# Oriana



## MarchSkipper

A maximum card ,

- Solomon Islands : SS "ORIANA " ( 1959) . 
http://en.wikipedia.org/wiki/SS_Oriana_(1959)

First Day of Issue - 200 years anniversary of Lloyd's List ( a newspaper devoted to shipping news. In particular it records the movements of ocean going vessels and marine news of casualties, ‘speakings’ and other events involving individual vessels. )


Postmark : FDI 21 APR 84 SOLOMON ISLANDS 


Ship's photograph by Beken & Son, Cowes. Printed in Great Britain by J. Arthur Dixon


----------



## trotterdotpom

Interesting photo, but a curious post. Is the card for sale or something?

Last I saw of Oriana, she was welded to a wharf in Oita, Japan memory could be playing tricks but I think she was painted pink. A sad sight anyway.

John T


----------



## MarchSkipper

trotterdotpom said:


> Interesting photo, but a curious post. Is the card for sale or something?
> 
> Last I saw of Oriana, she was welded to a wharf in Oita, Japan memory could be playing tricks but I think she was painted pink. A sad sight anyway.
> 
> John T


It is a maximum card from my collection . It is philatelic item having concordance between post card picture, stamp, and the postmark .

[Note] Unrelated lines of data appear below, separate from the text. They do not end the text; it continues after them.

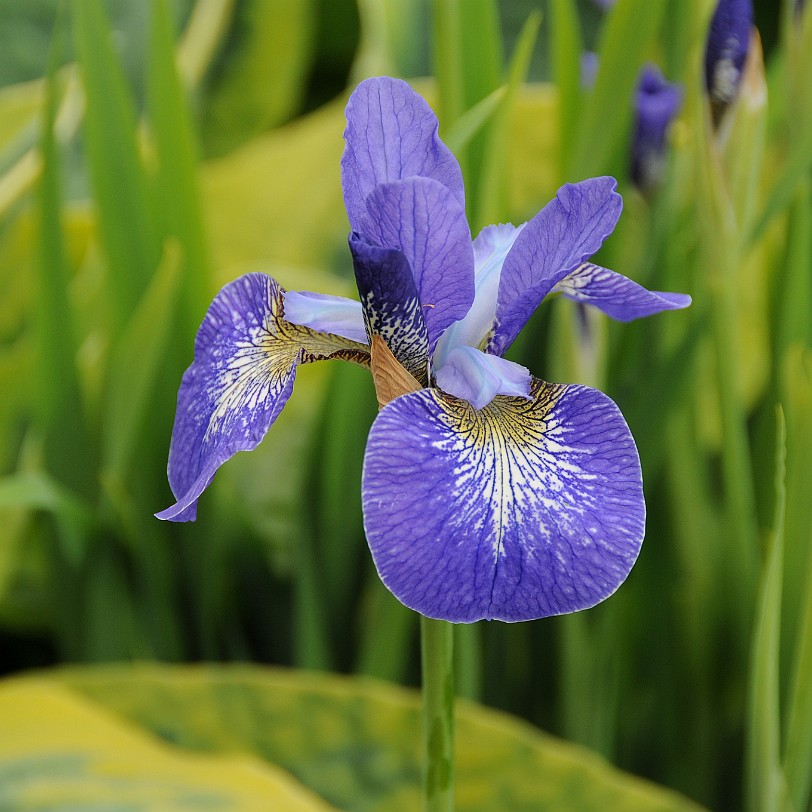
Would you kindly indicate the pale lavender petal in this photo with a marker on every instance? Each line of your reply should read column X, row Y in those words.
column 327, row 314
column 421, row 218
column 518, row 511
column 478, row 378
column 242, row 375
column 616, row 295
column 490, row 249
column 391, row 303
column 554, row 243
column 392, row 134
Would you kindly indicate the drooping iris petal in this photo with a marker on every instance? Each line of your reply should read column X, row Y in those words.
column 616, row 295
column 242, row 375
column 568, row 230
column 518, row 511
column 392, row 134
column 326, row 314
column 478, row 378
column 490, row 249
column 391, row 304
column 421, row 218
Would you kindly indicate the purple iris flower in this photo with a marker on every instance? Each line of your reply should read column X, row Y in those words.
column 487, row 493
column 726, row 50
column 657, row 102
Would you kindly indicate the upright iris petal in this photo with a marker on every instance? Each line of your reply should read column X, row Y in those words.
column 486, row 493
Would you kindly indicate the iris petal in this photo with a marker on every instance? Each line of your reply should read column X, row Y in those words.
column 616, row 295
column 421, row 218
column 392, row 134
column 478, row 378
column 521, row 510
column 326, row 314
column 242, row 375
column 568, row 230
column 491, row 246
column 391, row 304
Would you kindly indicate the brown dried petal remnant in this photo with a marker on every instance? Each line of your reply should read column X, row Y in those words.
column 390, row 377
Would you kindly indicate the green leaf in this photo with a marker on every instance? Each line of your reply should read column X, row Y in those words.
column 260, row 78
column 38, row 491
column 605, row 121
column 126, row 225
column 766, row 787
column 61, row 751
column 797, row 374
column 356, row 742
column 177, row 177
column 60, row 403
column 567, row 48
column 133, row 370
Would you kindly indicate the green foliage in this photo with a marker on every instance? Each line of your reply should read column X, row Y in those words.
column 352, row 742
column 114, row 235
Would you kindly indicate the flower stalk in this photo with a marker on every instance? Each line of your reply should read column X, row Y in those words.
column 437, row 652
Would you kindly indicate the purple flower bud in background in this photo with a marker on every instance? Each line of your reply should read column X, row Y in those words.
column 726, row 51
column 656, row 104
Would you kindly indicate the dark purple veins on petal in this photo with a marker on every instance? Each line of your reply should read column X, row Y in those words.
column 568, row 230
column 421, row 218
column 521, row 510
column 391, row 134
column 391, row 303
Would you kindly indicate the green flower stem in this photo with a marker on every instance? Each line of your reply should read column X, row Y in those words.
column 437, row 649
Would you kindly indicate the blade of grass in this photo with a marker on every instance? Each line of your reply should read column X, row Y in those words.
column 626, row 34
column 567, row 48
column 127, row 229
column 176, row 151
column 798, row 741
column 62, row 410
column 766, row 787
column 494, row 192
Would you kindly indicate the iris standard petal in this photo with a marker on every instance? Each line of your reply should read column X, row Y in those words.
column 491, row 246
column 391, row 304
column 421, row 218
column 616, row 295
column 242, row 375
column 478, row 378
column 568, row 230
column 326, row 314
column 391, row 134
column 518, row 511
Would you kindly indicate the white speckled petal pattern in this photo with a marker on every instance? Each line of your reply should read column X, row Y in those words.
column 518, row 511
column 242, row 375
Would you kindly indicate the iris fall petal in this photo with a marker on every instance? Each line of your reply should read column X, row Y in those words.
column 517, row 511
column 616, row 295
column 242, row 375
column 568, row 230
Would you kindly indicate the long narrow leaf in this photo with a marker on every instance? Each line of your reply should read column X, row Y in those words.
column 766, row 788
column 177, row 182
column 120, row 189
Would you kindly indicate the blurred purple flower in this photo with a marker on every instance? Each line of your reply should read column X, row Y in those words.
column 486, row 493
column 657, row 102
column 726, row 50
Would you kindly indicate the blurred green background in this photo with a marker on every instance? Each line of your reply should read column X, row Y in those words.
column 151, row 152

(for such a card , the postmark must be from a *Port* Post Office )


----------



## septiclecky

Very curious as Oriana didn't make her maiden voyage until December 1960


----------



## Old Se Dog

*oriana*

oriana at the breakers


----------



## MarchSkipper

Very sad end for a glorious vessel !


----------



## kewl dude

http://thegreatoceanliners.com/articles/oriana/

Quote

Upon her first visit to San Francisco on February 5th, (1961) the city council announced that the day henceforth would be known as Oriana Day.

Unquote

I was in San Francisco and read in the newspaper that the Oriana was due on its maiden voyage and would have an open house. So I went down there and wandered all over that clean white ship for five hours.

Greg Hayden


----------



## Wallace Slough

I remember running a Red Stack tug to assist Captain Jack Frost dock and undock her at Pier 35S in San Francisco. She was a beautiful vessel.


----------



## Rutts

My family emigrated on her from Southampton to Auckland leaving in February 1964 and arriving 4 weeks later in March 1964.
I travelled on her whilst she was based in Sydney in the early 80's and also 
joined her for her last transtasman crossing from Auckland to Sydney in March 1986 where she withdrawn from service. Did the same trip 10 years later on the new Oriana when she passed through Auckland on her first round the world cruise and maiden call into Sydney in 1996.


----------



## Loftybaker

I was a a baker on her in 1961,she was my home and a great ship for nine months, was paid off when she was taken over to P&O, where she went from a liner ,to a fun ship. Our jobs where taken over by Gonnese.


----------